On Thu, Jul 16, 2020 at 04:37:04PM +0100, Matthew Wilcox wrote:
On Wed, Jul 15, 2020 at 08:08:47PM -0700, Kees Cook wrote:
+#define DECLARE_TASKLET(name, _callback) \ +struct tasklet_struct name = { \
- .count = ATOMIC_INIT(0), \
- .callback = _callback, \
- .use_callback = true, \
+}
+#define DECLARE_TASKLET_DISABLED(name, _callback) \ +struct tasklet_struct name = { \
- .count = ATOMIC_INIT(1), \
- .callback = _callback, \
+}
You forgot to set use_callback here.
Eek; thank you.
@@ -547,7 +547,10 @@ static void tasklet_action_common(struct softirq_action *a, if (!test_and_clear_bit(TASKLET_STATE_SCHED, &t->state)) BUG();
t->func(t->data);
if (t->use_callback)
t->callback(t);
else
t->func(t->data);
I think this is the wrong way to do the conversion. Start out by setting t->data to (unsigned long)t in the new initialisers.

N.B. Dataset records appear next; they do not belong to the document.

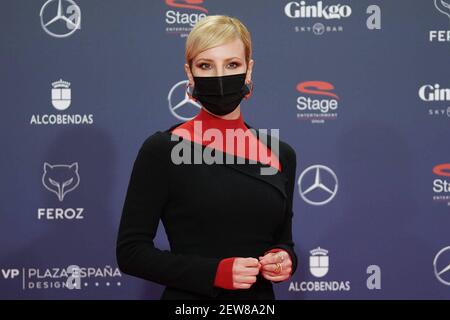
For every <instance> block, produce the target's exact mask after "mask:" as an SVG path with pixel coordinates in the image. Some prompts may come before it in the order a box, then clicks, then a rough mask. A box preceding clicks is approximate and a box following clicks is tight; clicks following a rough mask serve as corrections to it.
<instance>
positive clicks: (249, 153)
mask: <svg viewBox="0 0 450 320" xmlns="http://www.w3.org/2000/svg"><path fill="white" fill-rule="evenodd" d="M208 129H216V130H219V131H220V132H221V134H222V137H223V141H221V140H220V139H217V141H216V140H215V139H214V138H212V139H211V140H209V139H206V138H205V136H204V135H205V131H206V130H208ZM227 129H228V130H227ZM238 129H242V132H247V131H248V130H249V128H248V127H247V126H246V125H245V123H244V119H243V117H242V113H240V114H239V117H238V118H237V119H223V118H220V117H217V116H215V115H213V114H211V113H209V112H208V111H206V110H204V109H203V108H201V109H200V112H199V113H198V114H197V115H196V116H195V117H194V118H193V119H191V120H189V121H186V122H184V123H183V124H181V125H179V126H178V127H176V128H173V129H172V130H171V132H172V134H175V135H178V136H181V137H183V138H184V139H188V140H190V141H193V142H196V143H198V144H202V145H205V146H208V147H211V148H215V149H218V150H220V151H222V152H224V151H225V150H226V152H228V153H231V154H233V155H237V156H239V157H242V158H246V159H252V160H256V161H258V162H260V163H263V164H266V165H267V164H270V165H271V166H272V167H274V168H277V169H278V170H279V171H281V164H280V162H279V160H278V157H277V156H276V155H275V154H272V152H271V150H270V149H268V148H267V146H266V145H265V144H264V143H262V142H260V141H259V140H258V139H257V138H256V136H255V135H253V134H249V135H247V136H249V137H250V139H251V140H252V141H250V139H248V140H247V139H241V140H240V141H245V142H246V143H245V150H242V148H238V147H237V143H235V148H234V150H227V148H226V146H227V143H226V139H225V137H226V136H227V132H229V131H232V130H238ZM247 133H248V132H247ZM228 134H229V133H228ZM252 143H253V144H252ZM251 145H257V148H258V150H257V151H256V152H250V150H249V149H250V148H249V146H251Z"/></svg>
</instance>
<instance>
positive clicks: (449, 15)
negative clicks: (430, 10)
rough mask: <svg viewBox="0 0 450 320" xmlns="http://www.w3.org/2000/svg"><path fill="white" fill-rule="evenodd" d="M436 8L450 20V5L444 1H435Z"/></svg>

Then convert the drivers (all 350 of them) to the new API. Then you can get rid of 'data' from the tasklet_struct.
That's what I did when I converted timer_struct, and it ended up creating a mess for Control Flow Integrity checking. (The problem isn't actually casting .data, but rather in how the callsite calls the callback -- casting the callback assignments doesn't fix the mismatch between the caller and the callback's expectation about the function prototype under CFI.) I got lucky with timer_struct (in v4.14) in that not much had been converted, and I was able to do the entire conversion in the next kernel release.

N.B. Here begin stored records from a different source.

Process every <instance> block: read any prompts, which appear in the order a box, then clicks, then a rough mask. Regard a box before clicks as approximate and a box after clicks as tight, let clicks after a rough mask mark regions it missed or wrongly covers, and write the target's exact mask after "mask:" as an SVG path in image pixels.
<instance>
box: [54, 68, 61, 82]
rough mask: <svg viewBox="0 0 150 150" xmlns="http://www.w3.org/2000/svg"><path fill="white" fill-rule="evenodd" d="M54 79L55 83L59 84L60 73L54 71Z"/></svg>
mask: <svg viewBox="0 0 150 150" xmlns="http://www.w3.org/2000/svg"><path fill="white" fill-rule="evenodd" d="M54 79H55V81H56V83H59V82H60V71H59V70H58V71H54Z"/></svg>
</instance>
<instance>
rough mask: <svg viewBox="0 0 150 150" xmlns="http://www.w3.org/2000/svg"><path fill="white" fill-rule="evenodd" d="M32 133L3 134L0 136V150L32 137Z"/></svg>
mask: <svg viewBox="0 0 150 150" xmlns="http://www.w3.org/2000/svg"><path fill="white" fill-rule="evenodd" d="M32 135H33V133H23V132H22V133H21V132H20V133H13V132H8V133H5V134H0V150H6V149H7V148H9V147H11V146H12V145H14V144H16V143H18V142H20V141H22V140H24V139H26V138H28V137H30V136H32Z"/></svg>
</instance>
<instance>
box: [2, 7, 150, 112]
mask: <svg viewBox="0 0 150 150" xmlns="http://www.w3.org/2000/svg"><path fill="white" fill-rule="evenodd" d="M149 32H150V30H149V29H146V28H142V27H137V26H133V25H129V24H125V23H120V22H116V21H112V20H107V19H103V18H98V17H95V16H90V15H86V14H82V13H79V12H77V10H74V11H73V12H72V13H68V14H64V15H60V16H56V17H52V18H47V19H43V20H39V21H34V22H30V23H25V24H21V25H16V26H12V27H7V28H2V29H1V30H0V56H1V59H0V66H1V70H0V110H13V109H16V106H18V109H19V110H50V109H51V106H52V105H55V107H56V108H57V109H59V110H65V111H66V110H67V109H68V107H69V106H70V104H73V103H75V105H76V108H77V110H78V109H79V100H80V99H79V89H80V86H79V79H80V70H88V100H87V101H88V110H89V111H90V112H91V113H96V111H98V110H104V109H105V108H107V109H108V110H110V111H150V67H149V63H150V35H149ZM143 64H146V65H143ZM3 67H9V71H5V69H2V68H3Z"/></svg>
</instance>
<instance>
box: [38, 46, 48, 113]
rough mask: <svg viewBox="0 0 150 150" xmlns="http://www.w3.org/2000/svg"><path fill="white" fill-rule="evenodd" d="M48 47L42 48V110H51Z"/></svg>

So, this time, I'm trying to avoid the prototype mismatch mess by providing a selector to determine which prototype the callback should be called through, and I was happy to discover I could do it without growing the tasklet structure. Obviously the memory corruption safety improvement won't be realized until both .data, .use_callback, and .func are removed, but that was true even with the earlier style of conversion.